Une première étude a été conduite en Allemagne (1) sur un verger expérimental de pommiers avec une forte densité de chenilles dont celles qui s’attaquent aux jeunes pommes en formation. Des nichoirs installés dans ce verger maintenaient une population de mésanges charbonnières qui les ont adopté très facilement : ces oiseaux se nourrissent préférentiellement de chenilles lors de la période d’élevage de leurs jeunes. Pour mieux mesurer l’impact de la prédation de ces mésanges, on a placé des filets sur certains arbres à des périodes différentes et sur des durées différentes au cours de la belle saison pour les rendre inaccessibles aux mésanges ; sur d’autres arbres, en cours de saison, là encore à des moments différents, on supprime les chenilles présentes sur ces arbres. Au moment de la récolte des pommes, on peut évaluer l’impact de ces divers traitements expérimentaux en mesurant la production de fruits.

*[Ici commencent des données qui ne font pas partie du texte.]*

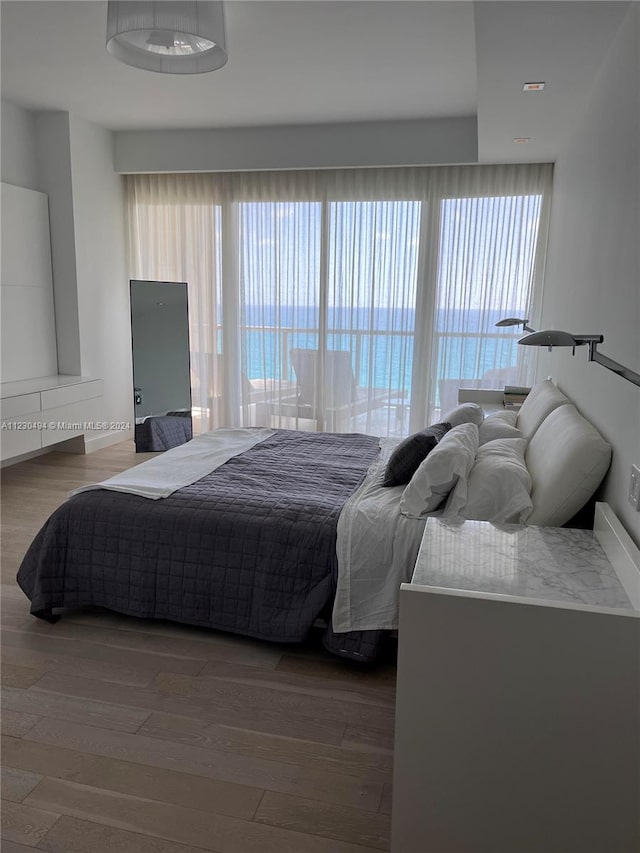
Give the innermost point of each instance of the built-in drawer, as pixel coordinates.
(25, 404)
(69, 421)
(55, 397)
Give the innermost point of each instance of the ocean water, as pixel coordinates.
(381, 355)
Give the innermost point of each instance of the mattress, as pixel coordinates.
(249, 548)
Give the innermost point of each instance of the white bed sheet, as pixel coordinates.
(377, 550)
(183, 465)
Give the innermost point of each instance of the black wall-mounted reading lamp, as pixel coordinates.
(553, 338)
(516, 321)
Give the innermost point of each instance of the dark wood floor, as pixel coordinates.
(136, 736)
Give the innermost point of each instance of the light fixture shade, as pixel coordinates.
(512, 321)
(181, 37)
(550, 338)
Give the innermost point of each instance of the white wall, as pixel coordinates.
(400, 143)
(72, 161)
(19, 152)
(593, 268)
(102, 282)
(54, 158)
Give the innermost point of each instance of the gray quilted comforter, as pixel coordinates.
(250, 548)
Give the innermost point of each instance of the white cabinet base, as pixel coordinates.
(517, 721)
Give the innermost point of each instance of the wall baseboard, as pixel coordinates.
(106, 440)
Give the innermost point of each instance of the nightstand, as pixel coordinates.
(518, 699)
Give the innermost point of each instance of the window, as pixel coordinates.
(347, 300)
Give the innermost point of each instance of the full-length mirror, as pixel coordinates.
(161, 371)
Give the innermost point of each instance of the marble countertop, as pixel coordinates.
(548, 563)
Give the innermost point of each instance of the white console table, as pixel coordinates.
(518, 699)
(37, 413)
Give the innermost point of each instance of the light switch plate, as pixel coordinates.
(634, 487)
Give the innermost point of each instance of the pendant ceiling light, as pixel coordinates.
(180, 37)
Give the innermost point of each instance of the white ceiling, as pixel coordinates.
(326, 61)
(289, 63)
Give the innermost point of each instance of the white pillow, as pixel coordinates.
(539, 403)
(493, 428)
(498, 488)
(465, 413)
(567, 458)
(449, 461)
(507, 416)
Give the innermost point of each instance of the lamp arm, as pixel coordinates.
(610, 364)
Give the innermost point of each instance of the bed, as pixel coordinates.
(263, 532)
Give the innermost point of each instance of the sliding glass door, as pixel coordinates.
(351, 300)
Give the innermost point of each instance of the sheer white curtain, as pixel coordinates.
(492, 226)
(336, 300)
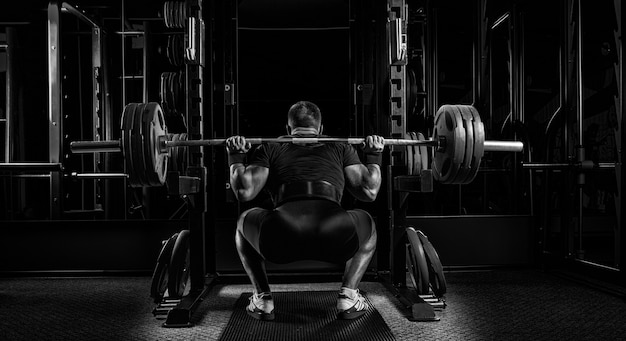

L’effet des mésanges sur les dégâts causés par les chenilles sur les pommes est significatif mais relativement modeste : le pourcentage de dégâts sur les pommes passe de 13,8% à 11,2% soit une production par arbre qui passe de 4,7 à 7,8kg de pommes. Plus on laisse les arbres accessibles longtemps durant la période de reproduction des mésanges (et donc de recherche active de chenilles) du début de la ponte des œufs à l’envol des jeunes, et moins il y a de dégâts aux fruits (expériences avec les filets). Les dégâts étaient particulièrement importants quand on retire les filets après le stade de formation des jeunes pommes, les chenilles installées dans les pommes devenant alors incessibles aux oiseaux.

Donc, oui, les mésanges charbonnières au moins sont capables de réduire les dégâts engendrés par les chenilles dans les vergers de pommiers. Mais qu’en est-il selon la densité de chenilles (ici, la densité était forte) ?

Surprenant !

La même équipe de chercheurs, cinq ans plus tard, (2) a comparé l’impact de l’installation de nichoirs à mésanges charbonnières dans deux types de vergers. Les uns, conventionnels et intensifs, sont en mode gestion intégrée des ravageurs : il s’agit d’essayer de diminuer le nombre de traitements de pesticides et les quantités utilisées en effectuant par exemple un suivi des populations des ravageurs par piégeage et en ne traitant que si la densité dépasse un certain seuil. Les autres étaient gérés en mode agriculture biologique sans aucun traitement chimique. De manière très surprenante, bien que la densité de chenilles soit nettement inférieure dans les vergers conventionnels (du fait des traitements même s’ils sont en principe moindres), c’est là que l’impact des mésanges charbonnières sur la production de pommes est le plus significatif avec une réduction de moitié des dégâts infligés aux pommes par les chenilles ; dans les vergers bios, aucun effet « mésanges » sur les dégâts aux fruits n’a pu être détecté !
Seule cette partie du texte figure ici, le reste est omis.